Closed
Description
Recently, we meet a problem: if we set replica = 2, there may be a big difference
between the results of a same query returned from theses two tasks, when one consumes much lagging than the other. Our users were very confused when the got the results, because, they found they earned less than before.
Should we solve the problem?
Activity
jihoonson commentedon Jun 28, 2018
Hi @zhangxinyu1. Druid randomly chooses one of the replicas by default, and there is no way to handle this issue currently. The assumption behind the current implementation is that a slight out of sync can be allowed. However, it seems that it's not in the case of your users. Would you elaborate more on details for your application? We can add something for those applications if it's reasonable.
gianm commentedon Jun 28, 2018
One idea might be to have a concept of a "primary" replica that has a higher priority than the non-primary one. So, brokers could prefer it. I think you wouldn't want this by default (it would hurt the ability to load balance between replicas) but it could be a nice option for people that care more about consistency than load balancing.
zhangxinyu1 commentedon Jul 3, 2018
@jihoonson For examples, some users want to get the ad clicks, the clicks number is expected increasing. However, they may get a smaller number than before for the query is posted to another peon. They will doubt there is a problem with our statistics.
zhangxinyu1 commentedon Jul 3, 2018
@gianm It's a good idea! We also should record the replicas' offset. Once the primary is shutdown, we should choose another primary replica., and we should ensure the new primary replica's offset is larger.
peferron commentedon Jul 3, 2018
@jihoonson The assumption that a slight out of sync is acceptable does not cover task failures, right? For example, if a host experiences a hardware failure, tasks on this host will fail, and new tasks will start on another host from the last committed offsets. Until they catch up, these new tasks may serve data that is out of sync by dozens of minutes or even hours, depending on how old the last committed offsets were (which depends on taskDuration and intermediateHandoffPeriod, but setting these too low will create small segments during normal operation).
Ideally there would be a way to define some threshold over which replicas are considered out-of-sync, and have brokers route queries to in-sync replicas only. This would make replicas help with resiliency and data availability, in addition to helping with performance (which seems to be their primary use right now).
gianm commentedon Jul 5, 2018
@peferron That's true, if you have two replicas and one fails, then the replacement for the failed replica will take some time to catch up. During that time it'll be more out of sync than normal.
I think you could get most of the way there, consistency wise, with the "primary" replica concept. The idea would be that whenever you create a new replica, it should announce itself at a lower server priority than any existing replica (maybe just subtract 1 every time you make a replica). The assumption is that older replicas will generally have more data, and so you would prefer the primary to be the oldest one at any given point. See io.druid.client.DruidServer for what I'm referring to by "priority".
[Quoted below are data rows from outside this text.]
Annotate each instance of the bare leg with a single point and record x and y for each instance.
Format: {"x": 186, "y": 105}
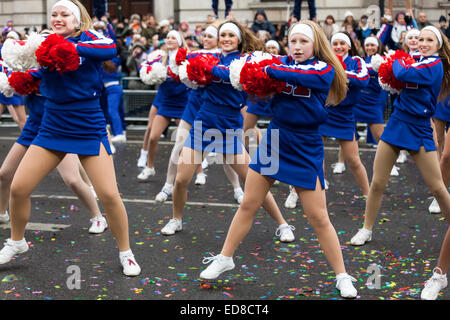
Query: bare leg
{"x": 100, "y": 170}
{"x": 70, "y": 173}
{"x": 384, "y": 161}
{"x": 7, "y": 171}
{"x": 35, "y": 165}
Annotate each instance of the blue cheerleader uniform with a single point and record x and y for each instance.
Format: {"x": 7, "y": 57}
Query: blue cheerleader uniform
{"x": 259, "y": 106}
{"x": 443, "y": 110}
{"x": 341, "y": 119}
{"x": 172, "y": 96}
{"x": 35, "y": 104}
{"x": 73, "y": 121}
{"x": 410, "y": 126}
{"x": 292, "y": 151}
{"x": 218, "y": 124}
{"x": 372, "y": 99}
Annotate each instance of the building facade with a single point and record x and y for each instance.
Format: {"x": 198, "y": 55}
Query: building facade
{"x": 27, "y": 13}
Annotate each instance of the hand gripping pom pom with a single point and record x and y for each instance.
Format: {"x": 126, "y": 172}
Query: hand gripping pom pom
{"x": 180, "y": 56}
{"x": 386, "y": 76}
{"x": 153, "y": 74}
{"x": 341, "y": 60}
{"x": 184, "y": 78}
{"x": 43, "y": 52}
{"x": 5, "y": 87}
{"x": 256, "y": 82}
{"x": 23, "y": 83}
{"x": 65, "y": 57}
{"x": 199, "y": 69}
Your idea of an "in-sync" set would be fancier, presumably taking into account the actual offsets that the tasks are at, and doing something that directs queries to the entire in-sync set rather than to a single primary replica. I can't think of a way that it could piggy back off something we already have so it may end up being more of a new system. It should probably be mediated by the supervisor somehow, which is the thing that is in charge of keeping track of task offsets. I'm not sure what the best way would be to get that info to the broker.
Anyone interested in working on one of those ideas? :)
stale commentedon Jun 21, 2019
This issue has been marked as stale due to 280 days of inactivity. It will be closed in 2 weeks if no further activity occurs. If this issue is still relevant, please simply write any comment. Even if closed, you can still revive the issue at any time or discuss it on the dev@druid.apache.org list. Thank you for your contributions.
stale commentedon Aug 11, 2019
This issue is no longer marked as stale.
stale commentedon May 17, 2020
This issue has been marked as stale due to 280 days of inactivity. It will be closed in 4 weeks if no further activity occurs. If this issue is still relevant, please simply write any comment. Even if closed, you can still revive the issue at any time or discuss it on the dev@druid.apache.org list. Thank you for your contributions.
stale commentedon Jun 14, 2020
This issue has been closed due to lack of activity. If you think that is incorrect, or the issue requires additional review, you can revive the issue at any time.